September 18, 2009
This is one of those days when I am making a conscious effort of trying to know which activity I need to pursue or not like if it is better to do this now or do that later.. It is not a matter of time, but rather a matter of choice, making the good one, that which is most beneficial… you see, I am trying to live by the principle that everything is permissible but not beneficial… like I could choose to go for a movie marathon tonight, sleep at like 3 in the morning and that would be very possible on my part, knowing that no one will really stop me from doing that but then the question is, what good would it do to me? Would that be the best thing I could do on a Thursday night?
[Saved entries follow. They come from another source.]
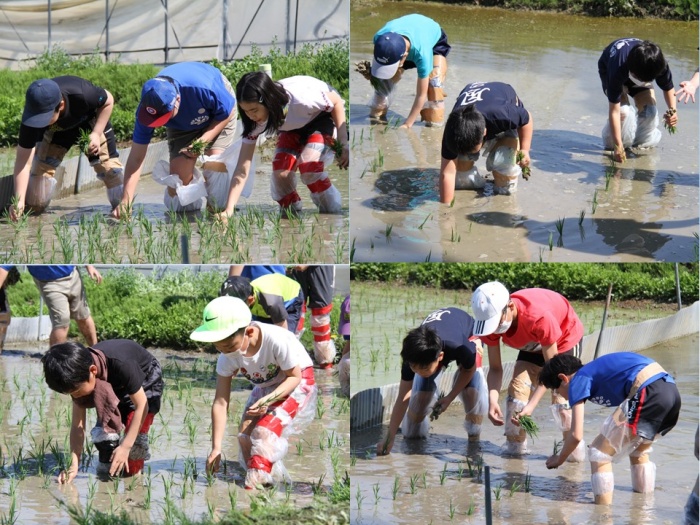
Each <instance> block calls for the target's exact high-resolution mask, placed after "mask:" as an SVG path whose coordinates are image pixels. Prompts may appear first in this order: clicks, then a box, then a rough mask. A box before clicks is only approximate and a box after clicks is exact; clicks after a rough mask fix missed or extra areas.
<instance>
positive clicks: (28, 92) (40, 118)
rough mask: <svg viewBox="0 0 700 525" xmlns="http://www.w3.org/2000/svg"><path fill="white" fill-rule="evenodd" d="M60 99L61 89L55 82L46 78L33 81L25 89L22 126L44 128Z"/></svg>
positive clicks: (48, 121)
mask: <svg viewBox="0 0 700 525" xmlns="http://www.w3.org/2000/svg"><path fill="white" fill-rule="evenodd" d="M62 98H63V96H62V95H61V88H59V87H58V84H56V82H54V81H53V80H51V79H48V78H40V79H39V80H35V81H34V82H32V83H31V84H30V85H29V87H28V88H27V95H26V99H25V102H24V111H23V112H22V124H24V125H25V126H29V127H30V128H45V127H46V126H48V125H49V122H51V119H52V118H53V116H54V113H56V107H57V106H58V104H59V103H60V102H61V100H62Z"/></svg>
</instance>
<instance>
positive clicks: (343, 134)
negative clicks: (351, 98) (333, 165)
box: [327, 91, 350, 168]
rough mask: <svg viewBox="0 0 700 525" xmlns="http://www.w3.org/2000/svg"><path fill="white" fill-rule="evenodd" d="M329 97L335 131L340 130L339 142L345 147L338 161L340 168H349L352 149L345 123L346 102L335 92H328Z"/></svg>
mask: <svg viewBox="0 0 700 525" xmlns="http://www.w3.org/2000/svg"><path fill="white" fill-rule="evenodd" d="M327 96H328V98H329V99H330V101H331V102H333V109H332V110H331V118H332V119H333V123H334V124H335V129H336V130H338V141H339V142H340V143H341V144H342V145H343V153H342V155H341V156H340V158H339V159H338V166H340V167H341V168H347V167H348V163H349V162H350V148H349V146H348V126H347V122H346V121H345V101H344V100H343V99H342V98H341V96H340V95H339V94H338V93H336V92H335V91H330V92H328V93H327Z"/></svg>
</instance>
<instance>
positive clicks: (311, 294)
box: [292, 265, 333, 308]
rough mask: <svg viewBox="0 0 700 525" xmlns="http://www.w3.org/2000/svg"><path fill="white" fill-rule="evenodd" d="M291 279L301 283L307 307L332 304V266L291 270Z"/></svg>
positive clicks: (332, 277) (332, 267) (326, 266)
mask: <svg viewBox="0 0 700 525" xmlns="http://www.w3.org/2000/svg"><path fill="white" fill-rule="evenodd" d="M292 279H294V280H295V281H296V282H298V283H299V284H300V285H301V289H302V290H303V291H304V297H306V298H307V299H308V300H309V308H323V307H324V306H328V305H329V304H333V266H330V265H321V266H309V267H308V268H307V269H306V270H303V271H302V270H292Z"/></svg>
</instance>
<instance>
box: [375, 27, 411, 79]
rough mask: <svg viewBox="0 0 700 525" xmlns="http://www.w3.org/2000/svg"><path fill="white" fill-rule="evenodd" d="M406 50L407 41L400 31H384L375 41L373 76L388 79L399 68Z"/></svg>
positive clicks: (393, 75) (394, 74) (397, 69)
mask: <svg viewBox="0 0 700 525" xmlns="http://www.w3.org/2000/svg"><path fill="white" fill-rule="evenodd" d="M405 52H406V41H405V40H404V39H403V37H402V36H401V35H399V34H398V33H384V34H382V35H379V36H378V37H377V39H376V40H375V42H374V60H373V61H372V76H373V77H376V78H379V79H382V80H388V79H390V78H392V77H393V76H394V75H395V74H396V71H397V70H398V69H399V62H401V57H402V56H403V54H404V53H405Z"/></svg>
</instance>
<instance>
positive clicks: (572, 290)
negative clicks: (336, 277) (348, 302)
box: [350, 263, 699, 304]
mask: <svg viewBox="0 0 700 525" xmlns="http://www.w3.org/2000/svg"><path fill="white" fill-rule="evenodd" d="M698 269H699V266H698V264H697V263H692V264H682V265H680V266H679V275H680V283H681V297H682V300H683V302H684V303H685V304H688V303H692V302H695V301H697V300H698V293H699V291H698V288H699V286H698ZM350 275H351V279H355V280H357V281H387V282H393V281H399V282H401V283H403V284H407V285H417V286H432V287H434V288H443V289H456V290H459V289H468V290H474V289H476V288H477V287H478V286H479V285H481V284H483V283H485V282H487V281H500V282H502V283H503V284H504V285H505V286H506V287H507V288H508V289H510V290H517V289H522V288H533V287H541V288H549V289H552V290H556V291H557V292H559V293H561V294H562V295H564V296H565V297H567V298H568V299H569V300H604V299H605V298H606V296H607V293H608V285H609V284H610V283H612V284H613V290H614V293H615V299H616V300H617V301H621V300H632V299H637V300H639V299H653V300H654V301H656V302H674V301H675V300H676V289H675V277H674V265H673V264H672V263H630V264H602V263H561V264H548V263H539V264H536V263H533V264H517V263H471V264H470V263H450V264H442V263H422V264H416V263H399V264H381V263H363V264H352V265H351V266H350Z"/></svg>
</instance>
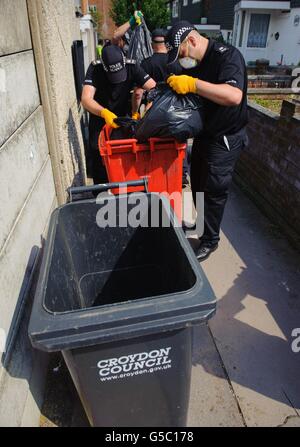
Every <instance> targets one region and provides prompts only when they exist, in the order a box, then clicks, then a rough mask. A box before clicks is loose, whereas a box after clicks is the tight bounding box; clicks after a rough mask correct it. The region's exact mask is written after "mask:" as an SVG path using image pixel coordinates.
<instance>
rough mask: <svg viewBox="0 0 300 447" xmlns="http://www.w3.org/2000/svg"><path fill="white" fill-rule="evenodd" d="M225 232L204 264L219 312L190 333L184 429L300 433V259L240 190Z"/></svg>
mask: <svg viewBox="0 0 300 447" xmlns="http://www.w3.org/2000/svg"><path fill="white" fill-rule="evenodd" d="M222 230H223V232H222V238H221V243H220V247H219V249H218V250H217V251H216V252H215V253H214V254H212V256H211V257H210V258H209V259H208V260H207V261H205V262H203V263H202V266H203V269H204V271H205V273H206V275H207V277H208V279H209V281H210V283H211V284H212V286H213V289H214V291H215V293H216V295H217V297H218V310H217V314H216V316H215V317H214V318H213V319H212V320H211V321H210V323H209V328H210V329H209V330H205V328H204V329H201V330H197V331H195V334H196V336H195V340H194V344H195V350H194V353H195V354H194V355H195V357H194V368H193V391H192V400H191V408H190V416H189V423H190V424H191V425H194V426H195V425H196V426H197V425H198V426H202V425H213V426H224V425H234V426H235V425H243V424H246V425H247V426H278V425H291V426H300V417H299V416H300V352H299V353H298V354H297V353H294V352H293V351H292V349H291V344H292V341H293V338H292V337H291V334H292V330H293V329H294V328H300V296H299V291H300V274H299V273H300V257H299V254H297V253H296V252H295V251H294V250H293V249H292V248H291V247H290V246H289V244H288V243H287V242H286V240H285V239H284V238H282V237H281V235H280V233H279V232H278V230H277V229H276V227H274V225H272V224H271V223H270V222H269V221H268V220H267V219H265V218H264V217H263V216H262V214H261V213H260V212H259V211H258V210H257V208H256V207H255V206H254V205H253V203H252V202H250V201H249V200H248V199H247V198H246V197H245V196H244V194H243V193H241V191H240V190H239V189H238V188H237V187H233V189H232V192H231V196H230V200H229V202H228V205H227V208H226V211H225V216H224V221H223V225H222ZM299 344H300V343H299ZM203 404H204V405H206V406H207V407H209V411H208V409H206V410H205V411H204V409H203Z"/></svg>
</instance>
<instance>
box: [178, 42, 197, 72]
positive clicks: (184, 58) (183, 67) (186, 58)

I could even choose to continue to watch a series of video clips of debates on Youtube. I just attempted to watch one awhile back, but then again, is having my brains, my HOTS stimulated beneficial for me at this hour? With my brains having just awaken from a 4 hour, deep sleep…? And with novels, reports, term papers waiting for me to devour… ? Many things seem interesting, like perhaps writing lots and lots of essays such as this, or reading tons and tons of books, specially those I have been trying hard to catch up on. With all the many things I could do in one day, I can only choose one that is the most beneficial, sometimes one that which will make good use of my time. Life perhaps is not just about doing the “right” things, but doing them “at the right time”. Maybe, just maybe, this is purpose-driven living which makes the most of this short thing called Life.